Knudsen considered my question carefully, tasting a meatball as he pondered.  “I donno, Tom.  Fifty-fifty, maybe.”
“Okay,” I elaborated, “let’s consider what will happen if he stays here.  What do you think he will do?”
“Oh, that’s easy, ya,” Knudsen expressed confidently.  “Lobbyist.  That’s for sure.  He’d sign on with some big lobbying firm.”
“In that case,” I inquired, “couldn’t you go along and work with him?”
Knudsen’s eyes lit up.  He smiled.  “Okie-dokie!  Excuse me for saying Tom, but you’re one pretty smart guy, eh?”
“And even if he does lose and decides to leave Washington, you could probably land a position with a Republican-oriented lobbying firm without him.  Maybe not for the same salary, but…”
“But who cares?”  Knudsen uttered excitedly through a Swedish meatball.  “I’d still have a job in Washington!”

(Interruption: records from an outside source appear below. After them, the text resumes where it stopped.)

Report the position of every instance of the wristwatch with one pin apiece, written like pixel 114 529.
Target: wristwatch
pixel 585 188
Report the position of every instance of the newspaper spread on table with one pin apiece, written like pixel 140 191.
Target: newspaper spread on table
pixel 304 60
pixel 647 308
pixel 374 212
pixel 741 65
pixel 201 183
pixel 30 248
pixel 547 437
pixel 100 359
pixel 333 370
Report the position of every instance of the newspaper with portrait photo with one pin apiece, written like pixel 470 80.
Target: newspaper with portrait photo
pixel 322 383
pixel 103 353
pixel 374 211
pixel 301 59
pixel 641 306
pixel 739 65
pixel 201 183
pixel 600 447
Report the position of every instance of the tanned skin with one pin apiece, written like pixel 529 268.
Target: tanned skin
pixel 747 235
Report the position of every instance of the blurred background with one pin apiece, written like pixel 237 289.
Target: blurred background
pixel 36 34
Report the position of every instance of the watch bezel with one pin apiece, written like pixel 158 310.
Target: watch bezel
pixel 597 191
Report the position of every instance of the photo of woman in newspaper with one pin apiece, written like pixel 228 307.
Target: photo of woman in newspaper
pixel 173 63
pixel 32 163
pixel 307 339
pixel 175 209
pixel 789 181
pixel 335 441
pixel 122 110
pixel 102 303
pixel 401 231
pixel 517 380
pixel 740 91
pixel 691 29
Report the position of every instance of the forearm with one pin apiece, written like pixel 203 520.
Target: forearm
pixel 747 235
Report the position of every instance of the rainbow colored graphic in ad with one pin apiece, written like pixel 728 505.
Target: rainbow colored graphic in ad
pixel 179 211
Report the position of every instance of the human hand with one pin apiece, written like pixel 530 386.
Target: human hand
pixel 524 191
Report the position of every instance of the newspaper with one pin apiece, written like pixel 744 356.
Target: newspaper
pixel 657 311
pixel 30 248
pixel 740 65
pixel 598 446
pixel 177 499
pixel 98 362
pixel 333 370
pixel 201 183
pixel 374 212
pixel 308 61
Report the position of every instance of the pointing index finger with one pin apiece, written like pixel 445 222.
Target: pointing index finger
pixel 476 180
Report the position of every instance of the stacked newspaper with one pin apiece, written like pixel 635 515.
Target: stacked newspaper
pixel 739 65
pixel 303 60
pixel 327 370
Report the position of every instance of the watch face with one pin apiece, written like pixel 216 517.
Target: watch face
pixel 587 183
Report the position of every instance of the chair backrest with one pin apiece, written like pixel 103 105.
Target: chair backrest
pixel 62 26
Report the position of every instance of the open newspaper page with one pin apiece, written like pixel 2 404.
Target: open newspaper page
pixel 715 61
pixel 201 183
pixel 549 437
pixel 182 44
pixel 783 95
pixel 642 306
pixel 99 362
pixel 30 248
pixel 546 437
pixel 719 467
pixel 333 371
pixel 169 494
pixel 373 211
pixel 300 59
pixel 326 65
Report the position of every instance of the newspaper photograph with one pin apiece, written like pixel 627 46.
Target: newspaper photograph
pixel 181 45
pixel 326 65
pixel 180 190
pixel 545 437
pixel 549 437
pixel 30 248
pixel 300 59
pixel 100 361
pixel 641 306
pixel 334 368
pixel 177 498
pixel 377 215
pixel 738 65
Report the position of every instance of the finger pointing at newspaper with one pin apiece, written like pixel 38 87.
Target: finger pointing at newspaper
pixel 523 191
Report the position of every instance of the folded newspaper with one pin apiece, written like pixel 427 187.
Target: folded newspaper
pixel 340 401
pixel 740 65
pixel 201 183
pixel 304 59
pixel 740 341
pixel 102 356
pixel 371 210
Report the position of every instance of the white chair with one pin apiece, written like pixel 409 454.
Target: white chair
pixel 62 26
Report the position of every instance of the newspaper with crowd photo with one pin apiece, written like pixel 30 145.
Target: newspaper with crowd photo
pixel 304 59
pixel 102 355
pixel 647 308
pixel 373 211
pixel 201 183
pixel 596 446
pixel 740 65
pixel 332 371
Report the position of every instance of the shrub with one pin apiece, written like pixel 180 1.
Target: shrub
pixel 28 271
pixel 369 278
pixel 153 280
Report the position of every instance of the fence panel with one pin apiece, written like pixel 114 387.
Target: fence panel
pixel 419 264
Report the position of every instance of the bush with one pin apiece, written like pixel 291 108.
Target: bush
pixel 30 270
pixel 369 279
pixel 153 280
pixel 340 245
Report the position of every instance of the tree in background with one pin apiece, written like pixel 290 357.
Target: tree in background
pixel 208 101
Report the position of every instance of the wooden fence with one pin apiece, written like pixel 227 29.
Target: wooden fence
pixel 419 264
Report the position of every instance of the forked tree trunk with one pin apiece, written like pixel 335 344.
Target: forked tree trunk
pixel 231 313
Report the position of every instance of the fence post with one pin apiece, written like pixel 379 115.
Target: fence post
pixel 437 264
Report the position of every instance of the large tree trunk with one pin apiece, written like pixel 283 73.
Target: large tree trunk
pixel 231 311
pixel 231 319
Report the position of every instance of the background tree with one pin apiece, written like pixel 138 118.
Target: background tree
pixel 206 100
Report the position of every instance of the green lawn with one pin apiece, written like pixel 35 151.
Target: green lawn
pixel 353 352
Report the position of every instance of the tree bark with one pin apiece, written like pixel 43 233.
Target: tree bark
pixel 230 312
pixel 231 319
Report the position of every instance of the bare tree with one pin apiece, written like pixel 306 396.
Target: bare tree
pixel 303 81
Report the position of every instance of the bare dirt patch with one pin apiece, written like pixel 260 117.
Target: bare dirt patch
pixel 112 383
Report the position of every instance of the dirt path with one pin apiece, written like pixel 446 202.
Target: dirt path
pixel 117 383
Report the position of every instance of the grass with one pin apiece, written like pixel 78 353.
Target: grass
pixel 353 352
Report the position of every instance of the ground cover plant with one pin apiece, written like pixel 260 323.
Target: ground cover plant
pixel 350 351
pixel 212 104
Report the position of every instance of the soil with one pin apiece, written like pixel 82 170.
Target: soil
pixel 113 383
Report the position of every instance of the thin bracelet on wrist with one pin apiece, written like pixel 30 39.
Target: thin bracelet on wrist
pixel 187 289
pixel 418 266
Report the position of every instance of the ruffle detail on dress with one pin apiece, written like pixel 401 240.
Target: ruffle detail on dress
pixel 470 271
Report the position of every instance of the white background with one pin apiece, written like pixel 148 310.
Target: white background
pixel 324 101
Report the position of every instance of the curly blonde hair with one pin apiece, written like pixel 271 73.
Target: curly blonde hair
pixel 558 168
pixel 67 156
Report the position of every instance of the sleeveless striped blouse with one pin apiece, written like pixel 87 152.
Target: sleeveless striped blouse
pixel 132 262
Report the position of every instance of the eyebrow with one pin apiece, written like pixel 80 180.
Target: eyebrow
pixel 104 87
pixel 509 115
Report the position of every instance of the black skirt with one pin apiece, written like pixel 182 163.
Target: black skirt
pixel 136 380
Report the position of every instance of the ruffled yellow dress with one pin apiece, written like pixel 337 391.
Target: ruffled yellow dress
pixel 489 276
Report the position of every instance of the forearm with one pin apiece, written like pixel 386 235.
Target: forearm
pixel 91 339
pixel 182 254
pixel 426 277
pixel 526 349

“You could even,” I slyly whispered, “apply for a slot on Senator Franken’s staff.”
Knudsen stopped chewing.  “I could?”
“Why not?  All they can do,” I reminded him, “is say no.  And if they did say no, it wouldn’t be because you aren’t a qualified and experienced US Senate staffer, since, in fact, that’s exactly what you are.  No, they would realize, deep down inside, that they are rejecting your application because you used to work for Norm Coleman.  But doing that would be spiteful.”
“Oh, yeah, for sure,” Knudsen nodded furiously, “it wouldn’t be nice, eh?  Not nice at all.”
“And,” I concluded, “as we are both fully aware, Minnesotans simply can’t bear to be impolite.”